I’ve been saying for a while that the Catholic Church needs to focus on issues of social justice, rather than sticking its righteous-in-the-wrong-way nose into issues like gay marriage and reproductive rights. The powers-that-be would not agree with me. These are the same powers-that-be that have been wagging their fingers at nuns like the ones on the bus for not toeing the line, for not being quiet, obedient little ladies and letting the menfolk decide what’s important. They’ve been called radical feminists, which is apparently an insult these days. I guess I never got the memo that explains why being a strong woman is such a bad thing.

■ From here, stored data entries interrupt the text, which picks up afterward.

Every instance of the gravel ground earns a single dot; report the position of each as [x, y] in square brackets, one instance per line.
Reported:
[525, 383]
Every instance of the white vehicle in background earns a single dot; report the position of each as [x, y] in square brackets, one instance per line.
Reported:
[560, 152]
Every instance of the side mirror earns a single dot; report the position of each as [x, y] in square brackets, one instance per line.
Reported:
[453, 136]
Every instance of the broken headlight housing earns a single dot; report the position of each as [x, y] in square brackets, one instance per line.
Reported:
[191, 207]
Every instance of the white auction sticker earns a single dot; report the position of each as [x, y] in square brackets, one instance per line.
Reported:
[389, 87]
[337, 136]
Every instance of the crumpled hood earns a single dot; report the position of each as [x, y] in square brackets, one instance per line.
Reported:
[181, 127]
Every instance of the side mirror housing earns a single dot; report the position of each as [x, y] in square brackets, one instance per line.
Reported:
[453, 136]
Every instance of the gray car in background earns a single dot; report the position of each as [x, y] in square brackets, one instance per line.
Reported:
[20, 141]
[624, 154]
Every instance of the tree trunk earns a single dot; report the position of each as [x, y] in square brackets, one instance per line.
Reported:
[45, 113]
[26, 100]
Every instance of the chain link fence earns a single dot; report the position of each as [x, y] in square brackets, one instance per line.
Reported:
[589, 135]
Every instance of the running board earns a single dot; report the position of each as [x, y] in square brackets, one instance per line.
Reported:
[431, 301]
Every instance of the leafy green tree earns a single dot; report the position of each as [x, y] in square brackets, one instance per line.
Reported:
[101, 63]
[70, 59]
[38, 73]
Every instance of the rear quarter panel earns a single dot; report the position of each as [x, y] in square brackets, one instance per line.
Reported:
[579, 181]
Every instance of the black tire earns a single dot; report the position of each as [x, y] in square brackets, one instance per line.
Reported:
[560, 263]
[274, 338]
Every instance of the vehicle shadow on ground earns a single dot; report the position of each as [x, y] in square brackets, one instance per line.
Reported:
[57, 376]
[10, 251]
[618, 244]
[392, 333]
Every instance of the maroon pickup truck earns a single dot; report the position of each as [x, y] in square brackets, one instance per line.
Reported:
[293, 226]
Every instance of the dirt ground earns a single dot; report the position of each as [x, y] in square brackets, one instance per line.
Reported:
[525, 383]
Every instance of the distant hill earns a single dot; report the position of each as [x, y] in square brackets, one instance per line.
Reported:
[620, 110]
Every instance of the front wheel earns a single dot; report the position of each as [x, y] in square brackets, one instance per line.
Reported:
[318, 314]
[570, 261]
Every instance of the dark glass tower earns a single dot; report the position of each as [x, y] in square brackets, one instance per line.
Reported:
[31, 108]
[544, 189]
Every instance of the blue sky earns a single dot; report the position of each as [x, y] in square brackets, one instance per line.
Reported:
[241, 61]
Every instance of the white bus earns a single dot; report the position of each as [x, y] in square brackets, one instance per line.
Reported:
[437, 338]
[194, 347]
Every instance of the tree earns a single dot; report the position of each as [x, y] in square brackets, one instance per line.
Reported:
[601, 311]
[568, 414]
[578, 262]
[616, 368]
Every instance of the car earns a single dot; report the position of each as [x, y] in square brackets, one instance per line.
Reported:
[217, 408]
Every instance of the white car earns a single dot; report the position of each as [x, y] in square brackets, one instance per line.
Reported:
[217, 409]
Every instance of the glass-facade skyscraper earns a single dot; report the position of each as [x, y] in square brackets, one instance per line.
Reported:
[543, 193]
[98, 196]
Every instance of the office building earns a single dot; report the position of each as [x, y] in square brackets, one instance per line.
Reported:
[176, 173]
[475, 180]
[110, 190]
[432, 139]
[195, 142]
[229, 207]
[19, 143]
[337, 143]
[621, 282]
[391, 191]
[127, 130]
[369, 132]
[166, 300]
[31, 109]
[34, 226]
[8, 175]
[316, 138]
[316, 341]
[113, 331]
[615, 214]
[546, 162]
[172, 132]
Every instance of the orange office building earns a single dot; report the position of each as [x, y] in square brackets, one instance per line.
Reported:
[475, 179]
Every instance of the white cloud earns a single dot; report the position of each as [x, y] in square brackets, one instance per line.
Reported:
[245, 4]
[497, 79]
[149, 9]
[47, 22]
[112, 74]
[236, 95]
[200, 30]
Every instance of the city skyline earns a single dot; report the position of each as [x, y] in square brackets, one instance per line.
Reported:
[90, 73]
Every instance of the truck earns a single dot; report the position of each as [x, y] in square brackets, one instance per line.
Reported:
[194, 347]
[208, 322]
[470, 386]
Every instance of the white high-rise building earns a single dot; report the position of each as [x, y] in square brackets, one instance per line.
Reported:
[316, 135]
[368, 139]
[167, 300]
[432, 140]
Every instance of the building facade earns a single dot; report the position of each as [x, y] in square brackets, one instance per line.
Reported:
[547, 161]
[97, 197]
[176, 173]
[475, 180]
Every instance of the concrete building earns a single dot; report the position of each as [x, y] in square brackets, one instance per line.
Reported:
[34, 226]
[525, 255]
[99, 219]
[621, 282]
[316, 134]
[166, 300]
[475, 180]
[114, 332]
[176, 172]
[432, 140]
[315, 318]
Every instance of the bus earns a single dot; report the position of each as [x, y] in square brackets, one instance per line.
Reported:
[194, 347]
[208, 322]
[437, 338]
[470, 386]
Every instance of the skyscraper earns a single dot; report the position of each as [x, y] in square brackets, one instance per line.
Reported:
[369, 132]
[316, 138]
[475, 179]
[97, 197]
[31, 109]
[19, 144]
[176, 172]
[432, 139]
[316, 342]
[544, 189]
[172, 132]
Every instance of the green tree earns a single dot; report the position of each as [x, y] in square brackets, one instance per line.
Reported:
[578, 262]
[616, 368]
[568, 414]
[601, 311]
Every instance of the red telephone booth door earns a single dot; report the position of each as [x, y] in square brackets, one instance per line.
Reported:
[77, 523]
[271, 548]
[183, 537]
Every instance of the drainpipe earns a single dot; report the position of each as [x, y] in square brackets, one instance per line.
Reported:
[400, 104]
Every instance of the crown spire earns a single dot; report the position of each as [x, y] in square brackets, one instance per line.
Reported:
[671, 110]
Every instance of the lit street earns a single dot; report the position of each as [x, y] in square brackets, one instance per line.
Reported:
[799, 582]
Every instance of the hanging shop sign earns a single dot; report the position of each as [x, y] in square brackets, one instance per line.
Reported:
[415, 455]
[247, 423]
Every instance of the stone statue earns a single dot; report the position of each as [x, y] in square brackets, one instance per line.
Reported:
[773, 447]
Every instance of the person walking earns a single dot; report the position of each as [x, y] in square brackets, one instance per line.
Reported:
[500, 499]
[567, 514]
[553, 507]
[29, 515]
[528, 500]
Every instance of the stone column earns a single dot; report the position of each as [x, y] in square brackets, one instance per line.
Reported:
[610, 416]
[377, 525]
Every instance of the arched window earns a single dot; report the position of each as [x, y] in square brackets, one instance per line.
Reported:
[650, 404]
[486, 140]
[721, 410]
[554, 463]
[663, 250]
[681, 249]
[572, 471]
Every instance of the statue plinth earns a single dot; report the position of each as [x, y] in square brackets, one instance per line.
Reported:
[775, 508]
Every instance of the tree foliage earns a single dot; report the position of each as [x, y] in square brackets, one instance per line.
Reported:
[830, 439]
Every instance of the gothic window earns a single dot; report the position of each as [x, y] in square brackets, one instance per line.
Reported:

My mother claims I’ve been a feminist from birth. I never saw any reason not to be. Neither have these women, it seems.

I stand with the Sisters. This statement is more than a political catchphrase, more than a motto on a button or bumper sticker. I mean it. This past weekend, I became a Providence Associate, a layperson who has chosen to further the charism and mission of the Sisters of Providence. Call us the civilian auxiliary, if you wish. (My husband does.) I am not on the front lines, but I support those who are. I do my bit, with my blog and my radio show. I cheer them on. I align and ally myself with them. Because what they believe is what I believe.

Change is coming. I know it; I believe it. It is my most fervent hope. It is what keeps me part of a Church I sometimes find myself in dissent with. So “Rolling Stone” or no “Rolling Stone,” press or no press, I have made my choice. I stand with the Sisters. How about you?